Aminah terbatuk. Lalu menyeka mulutnya. Kemudian meneguk
habis air putih di gelasnya yang diisi tak penuh. Mengambil napas dalam. Mencoba
tenang.
Riana mengunyah makanannya pelan. Sebenarnya enggan, tapi
dipaksakan untuk dihabiskan. Sementara wanita baya yang duduk de seberangnya
menatap lekat.
“STF? Kenapa tidak mencari yang sealur dengan kompetensimu
di sekolah saja? Bukankah akan lebih menunjang pada kariermu?” Tanya Aminah dengan
nada selembut mungkin.
“Analisis kimia lagi? Aku jenuh, Bu. Semuanya begitu
membuatku pusing. Sepertinya aku tidak cocok di situ” kata Riana memberi alasan.
“Tidak cocok? Selama ini kamu bahkan selalu menduduki peringkat lima besar di kelas. Kami tahu kamu mampu,
Nak.”. Aminah menyebut kata kami.
Riana menghela napas panjang dengan pelan, berharap tak
terlihat ibunya, “Selama ini aku hanya berusaha bertanggung jawab atas jalan
yang sedang kuhadapi, Bu. Berharap segera selesai, tapi dengan nilai yang baik.
“Tidakkah kalian
lihat, dari kelas satu aku berjuang setiap hari sampai sering kali tidur
kelewat malam untuk anak seusiaku, karena harus berkutat dengan laporan dan
tugas yang begitu banyak? Setiap hari selama empat tahun hampir selalu pulang
sore, dan itu pun masih harus menyelesaikan tugas untuk esok harinya.
“Jangankan bermain dengan ‘normal’ seperti teman lain yang
sebaya, belajar untuk pelajaran esok hari pun sulit, karena hari ini aku pasti
megerjakan tugas untuk esoknya. Begitu seterusnya. Kerap kali aku mendapat
remedial karena nilaiku di bawah standar yang ditentukan. Aku memang tak
sendirian, teman-teman lain pun banyak yang senasib sama denganku dalam hal
itu. Bahkan banyak di antara mereka yang tiap tahunnya berguguran, menyerah
pada keadaan yang menekan kami habis-habisan. ”

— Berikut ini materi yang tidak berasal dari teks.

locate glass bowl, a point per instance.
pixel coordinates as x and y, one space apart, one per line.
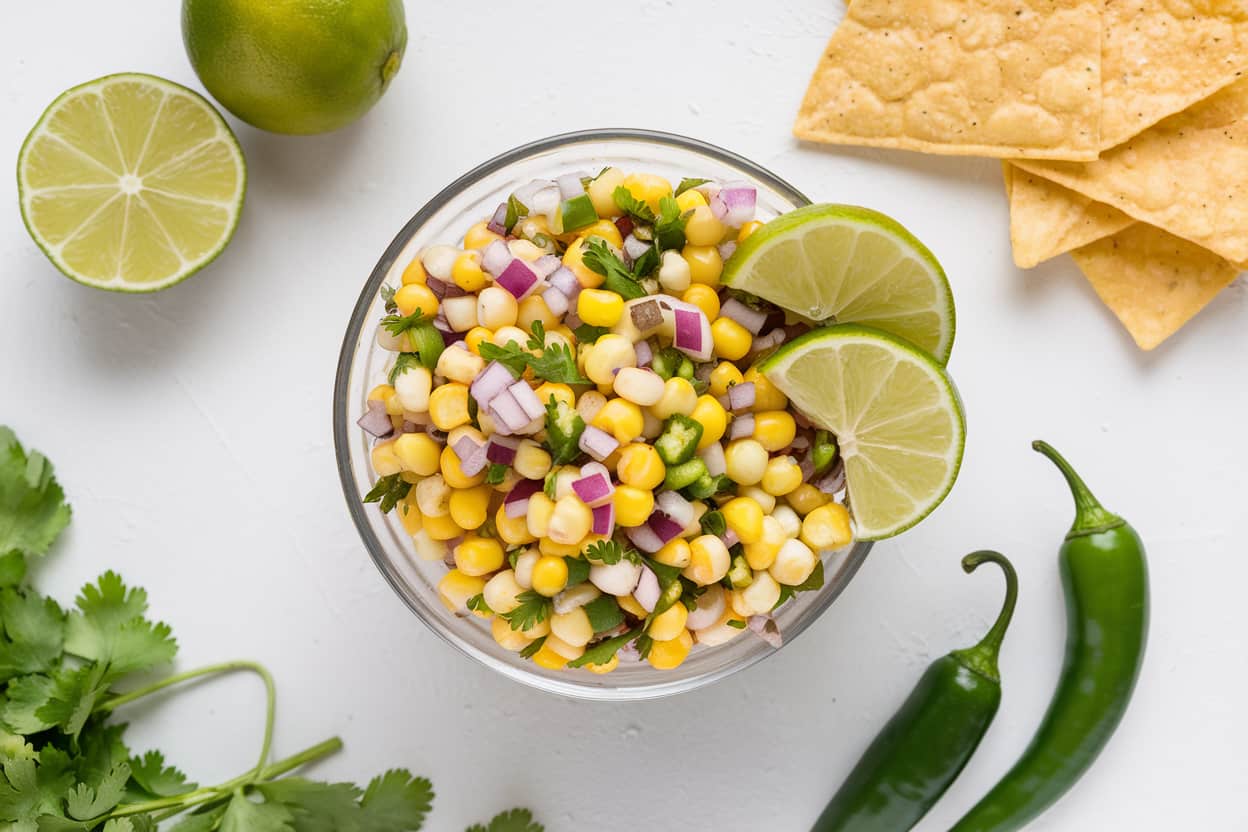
362 364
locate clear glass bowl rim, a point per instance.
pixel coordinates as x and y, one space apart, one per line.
342 423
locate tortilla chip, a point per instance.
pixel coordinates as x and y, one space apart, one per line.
1161 58
981 77
1047 220
1153 281
1187 175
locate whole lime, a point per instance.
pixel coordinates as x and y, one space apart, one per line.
295 66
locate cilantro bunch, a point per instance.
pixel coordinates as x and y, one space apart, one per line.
64 762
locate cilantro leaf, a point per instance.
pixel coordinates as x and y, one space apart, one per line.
632 206
396 802
689 183
33 634
517 820
532 610
33 510
598 257
109 628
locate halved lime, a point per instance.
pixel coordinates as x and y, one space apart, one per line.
894 411
849 265
131 182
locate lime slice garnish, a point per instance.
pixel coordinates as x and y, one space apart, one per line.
849 265
895 413
131 182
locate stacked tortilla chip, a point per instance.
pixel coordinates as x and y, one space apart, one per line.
1123 121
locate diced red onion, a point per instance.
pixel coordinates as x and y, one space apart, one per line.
648 589
493 381
498 222
741 427
518 278
516 504
555 301
598 443
713 457
740 397
496 258
677 508
376 422
751 319
528 401
734 205
664 527
593 490
604 519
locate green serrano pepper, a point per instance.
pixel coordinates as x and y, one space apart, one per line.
1106 581
927 742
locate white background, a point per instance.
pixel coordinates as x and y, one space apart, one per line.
191 430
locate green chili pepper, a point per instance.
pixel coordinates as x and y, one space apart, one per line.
927 742
679 440
1106 581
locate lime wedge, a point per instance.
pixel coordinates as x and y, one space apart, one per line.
131 182
895 413
848 265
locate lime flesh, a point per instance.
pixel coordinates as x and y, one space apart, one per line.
131 182
895 413
849 265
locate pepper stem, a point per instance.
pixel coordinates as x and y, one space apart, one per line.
982 657
1090 515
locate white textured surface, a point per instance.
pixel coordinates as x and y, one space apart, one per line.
192 433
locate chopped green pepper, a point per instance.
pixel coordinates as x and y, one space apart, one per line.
685 473
679 440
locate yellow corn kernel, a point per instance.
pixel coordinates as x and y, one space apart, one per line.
705 265
417 453
560 393
744 517
414 273
669 655
805 499
469 507
629 605
723 377
599 307
690 200
479 236
619 418
674 553
416 296
633 505
386 462
640 467
713 417
549 575
828 527
508 638
766 396
454 475
703 297
761 553
678 397
703 228
647 187
456 588
774 429
668 624
448 406
731 339
514 532
604 667
574 258
549 659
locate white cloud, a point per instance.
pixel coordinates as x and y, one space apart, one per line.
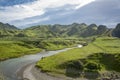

Segalanya tertutur lancar dari bibir Riana. Hatinya mengalirkan
perasaan yang lama ingin membuncah, dan kini hampir semuanya seolah akan segera
tertumpah habis dan menjelma lewat untaian kata-kata. Riana memberikan jeda. Tapi belum ada tanda Aminah
akan berbicara. Aminah seolah paham masih banyak yang ingin disampaikan oleh
putrinya.
“Ibu tahu; aku senang membaca. Membaca apa saja. Tapi tidakkah
Ibu lihat kini; aku hampir jarang punya waktu luang untuk membaca. Buku yang Bi
Reni belikan sebulan lalu pun bahkan belum terjamah. Novel yang Ibu belikan waktu itu bahkan belum
tamat aku baca. Ya, mungkin terlalu naif berbicara seperti ini. Terlalu
berlebihan untuk berkata bahwa aku tak punya cukup waktu, bahkan hanya untuk
sekedar membaca.
Ibu juga tahu aku ingin menulis. Dan kita tahu bahwa untuk
menulis, kita harus sering membaca. Yang jelas, menulis buatku lebih
membutuhkan waktu dan suasana yang…kondusif. ”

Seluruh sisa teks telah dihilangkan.